Class AvroCoder<T>

  • Type Parameters:
    T - the type of elements handled by this coder
    All Implemented Interfaces:
    java.io.Serializable
    Direct Known Subclasses:
    AvroGenericCoder

    public class AvroCoder<T>
    extends org.apache.beam.sdk.coders.CustomCoder<T>
    A Coder using Avro binary format.

    Each instance of AvroCoder<T> encapsulates an Avro datum factory and schema for objects of type T.
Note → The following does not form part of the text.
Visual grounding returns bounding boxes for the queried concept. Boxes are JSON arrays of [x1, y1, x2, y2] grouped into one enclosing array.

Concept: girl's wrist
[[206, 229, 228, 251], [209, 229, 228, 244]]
    The Avro datum factory and schema may be provided explicitly via of(AvroDatumFactory, Schema) or omitted via specific(Class) or reflect(Class) in which case it will be inferred using Avro's SpecificData or ReflectData

    For complete details about schema generation and how it can be controlled please see the org.apache.avro.specific and org.apache.avro.reflect packages.

    To use, specify the Coder type on a PCollection:

    
     PCollection<MyCustomElement> records =
         input.apply(...)
              .setCoder(AvroCoder.of(MyCustomElement.class));
     

    or annotate the element class using @DefaultCoder.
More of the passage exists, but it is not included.